By SISAK GABRIELIAN
RFE/RL
Prominent Soviet-era dissident Paruyr Hayrikian, who currently heads an Armenian political group, has gone on a hunger strike over what he says is the “unconstitutional” behavior of the country’s Central Election Commission.
Hayrikian, the chairman of the Union for National Self-Determination and a former presidential candidate, claims the commission acted against the constitution by refusing to provide him with documents necessary for the start of a signature collection campaign for constitutional reform.
Hayrikian, who spent about 18 years in Soviet prisons and was shot and wounded during his bid for the presidency in 2013, has for years sought changes in Armenia’s constitution that he says will enable the country to switch to an “absolute democracy,” under which “no vote of a citizen will be lost because of a faulty electoral system.”
Article 202 of Armenia’s new constitution, adopted in a 2015 referendum, entitles at least 200,000 citizens who are eligible voters to initiate the adoption of amendments to the constitution.
“We received a strange reply, which shows that they either do not recognize the 2015 constitutional referendum and therefore do not accept the new constitution or challenge the legality of the new constitution,” Hayrikian said.
Not all of the chapters and articles of the amended constitution have been enforced yet. The article in question, according to transitional provisions, is due to take legal force when the newly elected president of Armenia assumes office next spring.

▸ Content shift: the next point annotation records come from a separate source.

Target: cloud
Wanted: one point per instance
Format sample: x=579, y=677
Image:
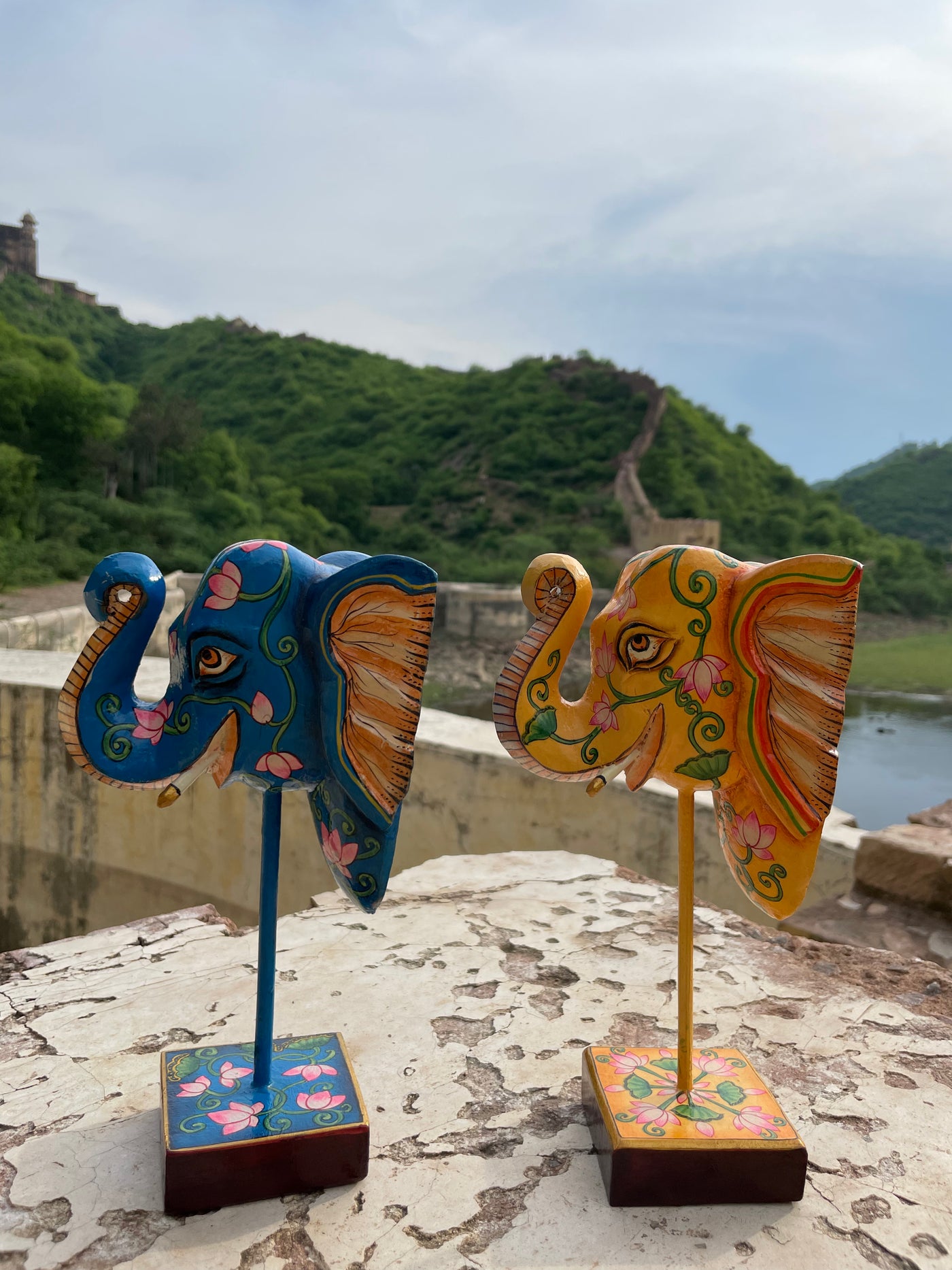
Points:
x=734, y=193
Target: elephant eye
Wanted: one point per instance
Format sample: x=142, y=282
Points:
x=639, y=649
x=214, y=661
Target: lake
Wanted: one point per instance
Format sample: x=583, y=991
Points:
x=895, y=754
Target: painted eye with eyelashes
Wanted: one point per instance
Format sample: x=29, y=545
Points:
x=640, y=648
x=214, y=661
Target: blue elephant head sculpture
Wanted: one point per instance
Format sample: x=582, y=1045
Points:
x=286, y=672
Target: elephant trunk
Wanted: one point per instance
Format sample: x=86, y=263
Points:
x=98, y=705
x=558, y=591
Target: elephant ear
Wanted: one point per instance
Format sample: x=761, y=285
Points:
x=792, y=630
x=372, y=624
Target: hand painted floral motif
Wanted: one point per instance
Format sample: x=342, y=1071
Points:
x=193, y=1088
x=320, y=1101
x=719, y=1107
x=281, y=764
x=603, y=716
x=152, y=723
x=238, y=1117
x=224, y=586
x=605, y=659
x=701, y=675
x=230, y=1076
x=339, y=854
x=311, y=1088
x=311, y=1071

Still, Hayrikian insists on his right to start the collection of signatures in anticipation of the provision taking effect.
Election Commission Chairman Tigran Mukuchian told RFE/RL’s Armenian Service over the weekend that the commission did not provide Hayrikian with the documents necessary for the collection of signatures because the current law on referendums does not provide for such a procedure.

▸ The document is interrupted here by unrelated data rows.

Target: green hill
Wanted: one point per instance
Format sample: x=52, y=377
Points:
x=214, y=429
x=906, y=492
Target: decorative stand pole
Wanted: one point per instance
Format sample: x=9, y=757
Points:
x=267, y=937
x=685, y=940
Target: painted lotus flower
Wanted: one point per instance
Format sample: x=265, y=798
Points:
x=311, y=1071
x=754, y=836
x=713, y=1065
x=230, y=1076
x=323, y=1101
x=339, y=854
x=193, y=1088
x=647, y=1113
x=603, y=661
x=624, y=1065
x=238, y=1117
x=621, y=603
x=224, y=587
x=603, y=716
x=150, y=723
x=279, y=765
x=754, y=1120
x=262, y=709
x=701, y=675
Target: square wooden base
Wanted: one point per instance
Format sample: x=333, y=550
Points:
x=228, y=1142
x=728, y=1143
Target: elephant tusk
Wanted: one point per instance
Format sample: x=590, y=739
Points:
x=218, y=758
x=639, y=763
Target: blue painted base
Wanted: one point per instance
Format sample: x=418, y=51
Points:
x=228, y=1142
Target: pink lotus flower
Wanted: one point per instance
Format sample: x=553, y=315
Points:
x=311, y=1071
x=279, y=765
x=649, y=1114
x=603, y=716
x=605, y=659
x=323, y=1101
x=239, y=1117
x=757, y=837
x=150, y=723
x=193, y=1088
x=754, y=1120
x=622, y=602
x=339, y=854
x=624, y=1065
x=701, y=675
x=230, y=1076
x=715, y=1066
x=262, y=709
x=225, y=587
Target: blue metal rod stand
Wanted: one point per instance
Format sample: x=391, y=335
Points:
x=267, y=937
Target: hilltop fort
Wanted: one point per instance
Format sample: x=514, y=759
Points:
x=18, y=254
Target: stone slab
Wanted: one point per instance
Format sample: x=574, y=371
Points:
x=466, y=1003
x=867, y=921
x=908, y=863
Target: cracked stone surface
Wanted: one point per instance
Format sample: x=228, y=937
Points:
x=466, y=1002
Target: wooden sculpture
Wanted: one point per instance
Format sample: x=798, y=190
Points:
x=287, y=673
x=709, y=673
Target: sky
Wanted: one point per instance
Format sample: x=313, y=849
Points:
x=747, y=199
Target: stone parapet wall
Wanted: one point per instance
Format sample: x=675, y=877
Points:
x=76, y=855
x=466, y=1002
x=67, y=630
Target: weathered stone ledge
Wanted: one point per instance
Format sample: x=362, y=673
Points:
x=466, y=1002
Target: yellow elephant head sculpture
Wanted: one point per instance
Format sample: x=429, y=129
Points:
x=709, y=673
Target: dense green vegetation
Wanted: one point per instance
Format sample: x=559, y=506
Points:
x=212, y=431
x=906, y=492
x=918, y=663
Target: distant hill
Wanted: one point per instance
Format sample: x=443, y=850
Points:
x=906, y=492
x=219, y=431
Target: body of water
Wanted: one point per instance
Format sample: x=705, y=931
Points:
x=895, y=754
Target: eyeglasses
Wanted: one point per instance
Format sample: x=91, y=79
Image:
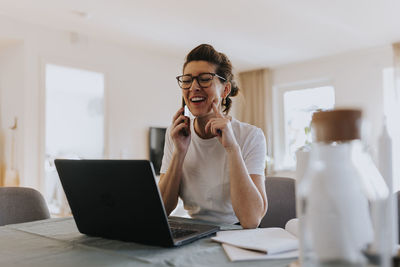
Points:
x=203, y=79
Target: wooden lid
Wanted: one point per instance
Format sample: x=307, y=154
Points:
x=336, y=125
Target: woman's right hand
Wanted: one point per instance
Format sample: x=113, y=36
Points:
x=180, y=131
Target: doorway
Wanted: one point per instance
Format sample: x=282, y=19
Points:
x=74, y=124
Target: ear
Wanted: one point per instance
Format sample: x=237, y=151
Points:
x=227, y=89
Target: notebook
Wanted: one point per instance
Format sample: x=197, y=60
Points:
x=119, y=199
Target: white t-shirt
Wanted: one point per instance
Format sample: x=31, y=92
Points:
x=205, y=187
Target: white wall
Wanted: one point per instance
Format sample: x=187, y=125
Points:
x=11, y=90
x=141, y=90
x=356, y=76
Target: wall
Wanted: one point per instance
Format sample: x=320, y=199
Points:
x=140, y=92
x=357, y=78
x=11, y=90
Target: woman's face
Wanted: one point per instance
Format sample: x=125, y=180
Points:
x=198, y=99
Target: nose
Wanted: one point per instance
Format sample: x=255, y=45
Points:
x=195, y=85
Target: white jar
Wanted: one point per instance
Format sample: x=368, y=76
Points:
x=337, y=225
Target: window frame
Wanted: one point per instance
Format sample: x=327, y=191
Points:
x=279, y=130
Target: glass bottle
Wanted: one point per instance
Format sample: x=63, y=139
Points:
x=340, y=196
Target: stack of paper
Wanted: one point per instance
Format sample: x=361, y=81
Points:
x=260, y=243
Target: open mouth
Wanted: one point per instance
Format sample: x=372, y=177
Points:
x=197, y=99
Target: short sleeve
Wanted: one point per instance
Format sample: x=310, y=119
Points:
x=254, y=152
x=168, y=150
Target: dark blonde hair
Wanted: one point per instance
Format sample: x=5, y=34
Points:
x=223, y=65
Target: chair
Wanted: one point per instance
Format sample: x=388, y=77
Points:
x=21, y=204
x=281, y=202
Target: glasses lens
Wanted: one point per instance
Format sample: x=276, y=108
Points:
x=185, y=81
x=205, y=79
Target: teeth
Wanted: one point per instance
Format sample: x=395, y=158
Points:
x=196, y=99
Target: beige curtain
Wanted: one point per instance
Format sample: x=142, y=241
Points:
x=394, y=121
x=396, y=52
x=255, y=105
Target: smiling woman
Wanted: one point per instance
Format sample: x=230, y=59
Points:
x=217, y=168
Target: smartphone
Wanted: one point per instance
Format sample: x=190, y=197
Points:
x=184, y=113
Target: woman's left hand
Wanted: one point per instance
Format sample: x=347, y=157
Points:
x=221, y=127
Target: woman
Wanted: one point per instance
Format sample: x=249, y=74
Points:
x=214, y=162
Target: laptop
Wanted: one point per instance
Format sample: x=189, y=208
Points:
x=119, y=199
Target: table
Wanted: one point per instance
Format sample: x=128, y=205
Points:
x=57, y=242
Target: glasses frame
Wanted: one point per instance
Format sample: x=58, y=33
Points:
x=197, y=79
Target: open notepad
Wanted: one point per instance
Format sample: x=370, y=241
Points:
x=260, y=243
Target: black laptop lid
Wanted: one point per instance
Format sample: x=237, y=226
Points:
x=116, y=199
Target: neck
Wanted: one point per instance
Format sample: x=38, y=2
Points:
x=200, y=124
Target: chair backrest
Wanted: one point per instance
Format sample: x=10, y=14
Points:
x=281, y=201
x=21, y=204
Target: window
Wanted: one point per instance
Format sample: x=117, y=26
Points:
x=297, y=107
x=74, y=124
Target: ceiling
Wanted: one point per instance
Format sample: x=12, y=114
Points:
x=253, y=33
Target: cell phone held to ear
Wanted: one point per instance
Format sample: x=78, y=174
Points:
x=184, y=131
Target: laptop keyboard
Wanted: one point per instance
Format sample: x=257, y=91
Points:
x=179, y=232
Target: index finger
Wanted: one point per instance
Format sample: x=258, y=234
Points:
x=216, y=111
x=177, y=114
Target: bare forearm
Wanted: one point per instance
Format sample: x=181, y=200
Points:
x=248, y=202
x=169, y=183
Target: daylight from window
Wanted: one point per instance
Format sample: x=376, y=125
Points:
x=299, y=106
x=391, y=110
x=74, y=124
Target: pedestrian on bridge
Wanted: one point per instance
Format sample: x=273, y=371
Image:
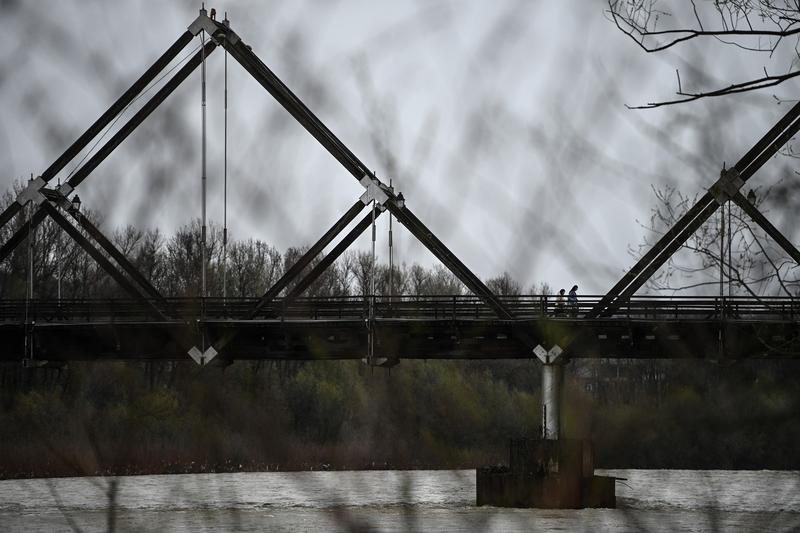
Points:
x=572, y=300
x=560, y=303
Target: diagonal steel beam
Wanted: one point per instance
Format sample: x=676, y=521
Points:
x=105, y=119
x=753, y=212
x=142, y=114
x=101, y=260
x=309, y=256
x=19, y=236
x=115, y=141
x=328, y=260
x=448, y=258
x=106, y=244
x=670, y=242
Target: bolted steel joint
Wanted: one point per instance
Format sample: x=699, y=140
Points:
x=32, y=192
x=726, y=186
x=374, y=191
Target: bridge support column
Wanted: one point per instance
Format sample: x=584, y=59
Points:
x=547, y=471
x=552, y=381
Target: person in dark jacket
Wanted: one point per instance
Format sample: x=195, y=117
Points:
x=572, y=300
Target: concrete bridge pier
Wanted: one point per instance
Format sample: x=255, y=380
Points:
x=548, y=471
x=552, y=383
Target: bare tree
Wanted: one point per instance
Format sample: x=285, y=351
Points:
x=760, y=26
x=742, y=253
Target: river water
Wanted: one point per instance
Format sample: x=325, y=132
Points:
x=440, y=501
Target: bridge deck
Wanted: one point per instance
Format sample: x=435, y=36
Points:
x=405, y=327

This is not the first time Hayrikian has gone on hunger strike to press political demands. The last time he resorted to this form of protest was in 2014 after Armenia’s decision to join a Russian-led trade bloc.
At that time, Hayrikian went on a weeklong hunger strike demanding President Serzh Sarkisian’s resignation and the transition of power to pro-European forces.
He is carrying out his current hunger strike in front of the Election Commission’s building in Yerevan.